Luigi Brugnaro, sindaco di Venezia, ospite di “24 Mattino” di Alessandro Milan su Radio 24,  ha parlato del tema delle Grandi Navi a Venezia: “C’è un movimento di protesta che ha trasceso le intenzioni originarie. Le navi non devono passare per San Marco e per il Canale della Giudecca e siamo tutti d’accordo su questa posizione, da sei anni. Ma nessuno ha indicato una via alternativa. Il Presidente dell’Autorità Portuale di Venezia Paolo Costa ha proposto di fare un canale nuovo, che si chiama Contorta. Io sono contrario. Le navi possono passare dal canale dei Petroli, arrivano fino alla raffineria e si immettono sul canale Vittorio Emanuele, che va sistemato e allargato, ma c’è già. Si arriva così alla Marittima e si salvano 5mila posti di lavoro”.

VENEZIA, "BASTA CLANDESTINI"

Da Brugnaro anche una battuta sul Mose: “Nel Mose c’è la questione della legalità e la magistratura sta facendo indagini. Vadano fino in fondo e secondo me arriveranno fino a Roma.
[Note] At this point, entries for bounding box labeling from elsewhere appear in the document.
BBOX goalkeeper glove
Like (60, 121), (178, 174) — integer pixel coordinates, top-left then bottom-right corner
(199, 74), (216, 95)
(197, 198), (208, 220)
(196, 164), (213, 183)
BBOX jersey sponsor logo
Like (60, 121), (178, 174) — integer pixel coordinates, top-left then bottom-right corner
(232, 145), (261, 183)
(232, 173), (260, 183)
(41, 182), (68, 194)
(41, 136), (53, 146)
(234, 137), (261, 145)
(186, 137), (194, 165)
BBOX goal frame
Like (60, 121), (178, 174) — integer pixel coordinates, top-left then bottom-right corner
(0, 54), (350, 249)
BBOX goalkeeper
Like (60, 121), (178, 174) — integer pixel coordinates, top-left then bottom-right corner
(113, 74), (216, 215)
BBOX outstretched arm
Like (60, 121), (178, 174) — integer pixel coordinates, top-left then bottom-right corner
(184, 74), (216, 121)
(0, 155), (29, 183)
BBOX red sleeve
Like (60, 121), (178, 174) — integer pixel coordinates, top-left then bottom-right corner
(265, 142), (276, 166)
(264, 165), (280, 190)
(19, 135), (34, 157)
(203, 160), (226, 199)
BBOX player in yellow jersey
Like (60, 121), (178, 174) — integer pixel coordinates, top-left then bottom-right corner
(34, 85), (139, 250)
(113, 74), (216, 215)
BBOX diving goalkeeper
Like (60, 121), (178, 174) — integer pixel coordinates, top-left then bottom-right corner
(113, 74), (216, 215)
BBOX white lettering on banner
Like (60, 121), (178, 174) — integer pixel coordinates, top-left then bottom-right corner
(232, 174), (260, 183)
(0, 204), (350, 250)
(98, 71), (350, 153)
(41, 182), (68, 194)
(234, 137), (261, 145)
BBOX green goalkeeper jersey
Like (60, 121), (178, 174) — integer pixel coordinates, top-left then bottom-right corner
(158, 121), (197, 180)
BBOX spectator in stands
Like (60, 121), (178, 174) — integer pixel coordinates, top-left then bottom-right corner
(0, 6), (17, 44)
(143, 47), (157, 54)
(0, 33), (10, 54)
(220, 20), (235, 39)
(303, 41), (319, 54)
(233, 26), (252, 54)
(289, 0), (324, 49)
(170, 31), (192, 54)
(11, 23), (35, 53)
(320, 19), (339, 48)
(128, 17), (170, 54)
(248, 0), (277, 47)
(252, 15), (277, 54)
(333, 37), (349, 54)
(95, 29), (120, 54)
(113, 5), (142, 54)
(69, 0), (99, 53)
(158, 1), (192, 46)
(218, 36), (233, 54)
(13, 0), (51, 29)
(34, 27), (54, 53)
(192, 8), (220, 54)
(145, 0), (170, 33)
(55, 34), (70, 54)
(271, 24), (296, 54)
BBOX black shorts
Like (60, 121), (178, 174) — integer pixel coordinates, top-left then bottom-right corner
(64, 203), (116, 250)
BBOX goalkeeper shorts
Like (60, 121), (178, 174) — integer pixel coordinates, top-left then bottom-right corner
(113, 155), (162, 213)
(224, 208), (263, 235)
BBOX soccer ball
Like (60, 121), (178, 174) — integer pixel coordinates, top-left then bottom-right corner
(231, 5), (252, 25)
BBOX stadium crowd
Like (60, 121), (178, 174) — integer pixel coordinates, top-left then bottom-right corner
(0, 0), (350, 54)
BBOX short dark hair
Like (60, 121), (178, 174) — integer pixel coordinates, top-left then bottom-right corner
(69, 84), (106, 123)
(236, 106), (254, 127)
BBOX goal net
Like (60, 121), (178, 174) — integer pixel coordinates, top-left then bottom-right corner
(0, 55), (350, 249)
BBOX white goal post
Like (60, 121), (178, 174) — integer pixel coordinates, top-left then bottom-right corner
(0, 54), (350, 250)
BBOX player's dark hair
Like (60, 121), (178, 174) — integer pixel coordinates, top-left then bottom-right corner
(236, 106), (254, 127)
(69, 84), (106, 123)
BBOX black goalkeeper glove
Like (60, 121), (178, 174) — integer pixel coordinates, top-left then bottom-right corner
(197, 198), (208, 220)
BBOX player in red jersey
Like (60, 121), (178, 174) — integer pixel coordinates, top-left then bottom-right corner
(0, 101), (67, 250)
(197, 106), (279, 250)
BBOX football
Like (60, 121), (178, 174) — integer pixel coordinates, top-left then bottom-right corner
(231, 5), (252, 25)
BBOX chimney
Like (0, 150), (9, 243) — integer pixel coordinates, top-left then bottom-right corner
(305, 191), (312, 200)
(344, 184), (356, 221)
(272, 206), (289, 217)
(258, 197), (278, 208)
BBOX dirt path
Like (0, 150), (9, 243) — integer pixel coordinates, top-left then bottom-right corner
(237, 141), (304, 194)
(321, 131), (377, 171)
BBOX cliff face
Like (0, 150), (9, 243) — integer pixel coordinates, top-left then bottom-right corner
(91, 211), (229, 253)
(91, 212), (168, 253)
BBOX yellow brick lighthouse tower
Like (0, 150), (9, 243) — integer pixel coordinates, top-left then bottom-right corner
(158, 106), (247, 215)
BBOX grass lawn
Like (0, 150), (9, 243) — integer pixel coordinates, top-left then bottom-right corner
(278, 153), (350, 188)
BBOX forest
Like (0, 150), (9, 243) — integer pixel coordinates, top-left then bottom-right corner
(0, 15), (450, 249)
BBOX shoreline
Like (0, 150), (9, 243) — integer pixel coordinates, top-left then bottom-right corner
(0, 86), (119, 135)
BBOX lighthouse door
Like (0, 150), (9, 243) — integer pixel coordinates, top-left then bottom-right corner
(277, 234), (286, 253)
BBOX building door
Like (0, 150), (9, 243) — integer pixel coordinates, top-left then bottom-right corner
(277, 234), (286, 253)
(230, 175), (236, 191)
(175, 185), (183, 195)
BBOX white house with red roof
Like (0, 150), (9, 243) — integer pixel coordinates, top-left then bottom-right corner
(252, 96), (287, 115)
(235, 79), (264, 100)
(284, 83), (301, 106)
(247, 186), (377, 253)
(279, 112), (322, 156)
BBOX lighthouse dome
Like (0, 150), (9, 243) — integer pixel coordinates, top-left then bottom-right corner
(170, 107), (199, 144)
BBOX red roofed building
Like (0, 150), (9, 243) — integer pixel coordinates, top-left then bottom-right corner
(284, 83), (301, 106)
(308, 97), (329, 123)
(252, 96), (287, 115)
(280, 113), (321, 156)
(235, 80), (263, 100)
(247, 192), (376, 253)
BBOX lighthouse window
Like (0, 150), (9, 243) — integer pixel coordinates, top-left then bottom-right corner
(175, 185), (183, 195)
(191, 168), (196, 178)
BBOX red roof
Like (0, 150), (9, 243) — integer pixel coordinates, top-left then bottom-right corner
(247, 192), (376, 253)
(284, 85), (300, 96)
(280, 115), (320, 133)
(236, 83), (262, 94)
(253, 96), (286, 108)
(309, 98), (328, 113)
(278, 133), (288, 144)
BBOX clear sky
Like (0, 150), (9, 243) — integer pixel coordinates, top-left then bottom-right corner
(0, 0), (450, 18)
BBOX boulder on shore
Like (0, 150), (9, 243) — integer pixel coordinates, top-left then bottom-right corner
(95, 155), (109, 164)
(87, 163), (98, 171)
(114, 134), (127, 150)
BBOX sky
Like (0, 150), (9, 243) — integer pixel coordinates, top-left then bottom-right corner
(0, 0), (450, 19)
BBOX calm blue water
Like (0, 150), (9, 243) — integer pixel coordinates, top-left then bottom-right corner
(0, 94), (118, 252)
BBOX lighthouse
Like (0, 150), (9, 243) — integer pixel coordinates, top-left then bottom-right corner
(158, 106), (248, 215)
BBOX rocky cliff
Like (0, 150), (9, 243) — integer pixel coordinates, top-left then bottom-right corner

A me interessa del Mose la parte ingegneristica. Tifo perché funzioni perché considero il Mose una delle più grandi opere di ingegneria marittima al mondo”.

Brugnaro a “24 Mattino” su Radio 24 parla infine della sua appartenenza politica: “Non sono né di destra né di sinistra. Io non ci credo proprio alla destra e alla sinistra, non ci ho mai creduto, non ho mai avuto una tessera politica in 53 anni. Tifo la Reyer basket e sto con i cittadini”. E ha confermato di guardare con simpatia a Renzi: “Confermo l’episodio citato dal premier. Quando Renzi è venuto a Venezia l’ho incontrato e gli ho detto: ‘Guarda che qui a Venezia l’unico renziano sono io’. Era una battuta ma non troppo: io stimo molto Renzi per il coraggio che ha. Come stimo molto Luca Zaia che alle ultime regionali è stato votato da tutti. Vuol dire che è una persona perbene ed è molto bravo ad amministrare. Renzi invece è coraggioso”, continua il sindaco di Venezia Brugnaro a Radio 24, “ci ha messo la faccia, ma la storia delle primarie lo sta fregando. Io l’ho anche detto ai suoi: le primarie o le regoli per legge o i famosi gruppi sociali organizzati che non hanno niente da fare partecipano in massa alle primarie e tu non fai un sindaco tuo. Così ha finito per non avere riferimenti sul territorio”.